MILLINGTON, Tenn. — Top Navy officials have quashed an effort by a commander at the Nuclear Power Training Command in South Carolina to fire a chaplain. Capt. J.R. Fahs relieved Lt. Cmdr. Chaplain Wes Modder from duty allegedly because he offered counseling on sexuality consistent with his Christian faith.
Fahs recommended that Modder be “detached for cause” after some service members who went to the chaplain filed a complaint against him for offering counsel they didn’t agree with but was nonetheless consistent with the chaplain’s faith. Navy Personnel Command rejected the recommendation Thursday, saying that the “evidence of substandard performance in this case does not meet the standard of gross negligence or complete disregard for duty” that Navy rules require for a detachment for cause.
“The Navy should be commended for ruling in accord with its own understanding and expectation that chaplains provide counsel according to the tenets of their faith,” said Chaplain (COL) Ron Crews, USA Retired, executive director of Chaplain Alliance for Religious Liberty. “No disciplinary action, then, can cite his religious views or his verbalization of them as a cause for the action.
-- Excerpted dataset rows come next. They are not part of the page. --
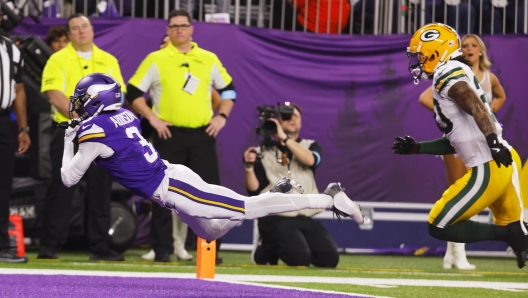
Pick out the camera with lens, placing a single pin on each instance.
(267, 128)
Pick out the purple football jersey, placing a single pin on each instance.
(135, 163)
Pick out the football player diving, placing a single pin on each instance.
(111, 137)
(472, 131)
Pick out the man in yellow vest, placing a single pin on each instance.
(62, 72)
(179, 79)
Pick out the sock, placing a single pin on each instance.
(273, 203)
(464, 232)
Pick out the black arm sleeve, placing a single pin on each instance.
(231, 86)
(317, 153)
(440, 146)
(261, 177)
(133, 93)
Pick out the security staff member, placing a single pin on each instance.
(179, 79)
(11, 96)
(61, 73)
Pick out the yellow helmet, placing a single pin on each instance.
(430, 46)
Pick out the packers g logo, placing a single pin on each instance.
(430, 35)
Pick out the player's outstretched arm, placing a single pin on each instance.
(408, 145)
(466, 98)
(75, 165)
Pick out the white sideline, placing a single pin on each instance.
(218, 277)
(374, 282)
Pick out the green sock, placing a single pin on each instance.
(464, 232)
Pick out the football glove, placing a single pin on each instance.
(406, 145)
(71, 133)
(499, 152)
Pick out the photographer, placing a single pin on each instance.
(294, 237)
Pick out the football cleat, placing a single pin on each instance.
(343, 205)
(285, 185)
(518, 242)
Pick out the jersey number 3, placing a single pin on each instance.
(131, 131)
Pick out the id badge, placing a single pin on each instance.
(191, 84)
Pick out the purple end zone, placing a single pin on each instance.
(100, 286)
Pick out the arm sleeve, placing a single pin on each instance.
(448, 78)
(133, 93)
(74, 166)
(20, 70)
(316, 151)
(440, 146)
(52, 76)
(261, 177)
(146, 74)
(222, 81)
(116, 74)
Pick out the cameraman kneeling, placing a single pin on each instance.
(294, 237)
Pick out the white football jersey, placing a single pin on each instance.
(460, 127)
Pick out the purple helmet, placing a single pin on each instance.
(95, 93)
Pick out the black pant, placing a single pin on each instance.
(299, 241)
(7, 160)
(57, 205)
(195, 149)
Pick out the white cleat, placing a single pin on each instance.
(456, 257)
(343, 205)
(285, 185)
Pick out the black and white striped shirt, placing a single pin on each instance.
(10, 71)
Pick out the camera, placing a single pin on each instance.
(267, 128)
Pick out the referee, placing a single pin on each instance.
(11, 96)
(179, 79)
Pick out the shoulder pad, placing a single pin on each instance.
(89, 131)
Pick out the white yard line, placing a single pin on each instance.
(374, 282)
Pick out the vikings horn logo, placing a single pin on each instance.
(95, 89)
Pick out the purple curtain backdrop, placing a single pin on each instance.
(355, 92)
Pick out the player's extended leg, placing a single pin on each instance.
(455, 252)
(507, 210)
(190, 197)
(479, 188)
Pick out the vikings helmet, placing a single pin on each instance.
(95, 93)
(430, 46)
Further, Congress passed language in the National Defense Authorization Act to make clear that chaplains who provide ministry from their faith tradition are protected from adverse actions by command.”
A detachment for cause is filed into an officer’s record and can trigger a board that ends the officer’s service. The Navy’s decision leaves Modder in good standing.
After the repeal of the so-called “don’t ask, don’t tell” policy, the Navy issued guidance to chaplains that they “are not required to take actions that are inconsistent with their religious beliefs (e.g., altering the content of sermons or religious counseling…).”
The complaint filed against Modder provided no evidence that the counseling he provided was in any way inconsistent with his denomination’s doctrinal statements on sexual behavior. The Assemblies of God’s doctrinal position on sexual behavior is similar to the vast majority of Christian, Jewish, and Muslim teachings on the subject.
“Regardless of what a person may think of a chaplain’s beliefs and how he espouses them, he certainly has the right and freedom to speak and counsel according to those beliefs,” Crews explained. “No Americans, especially those who wear the uniform and fight to protect our freedoms, should have to fear that they will be unjustly scrutinized simply for speaking about their sincerely held, biblical beliefs. We hope the Navy’s decision in this situation will provide encouragement to other chaplains who may fear reprisal simply for living out their beliefs.”
The Chaplain Alliance for Religious Liberty is an organization of chaplain endorsers, the faith groups that provide chaplains for the U.S. military and other agencies needing chaplains. The endorsers in the Chaplain Alliance speak for more than 2,600 chaplains serving the armed forces.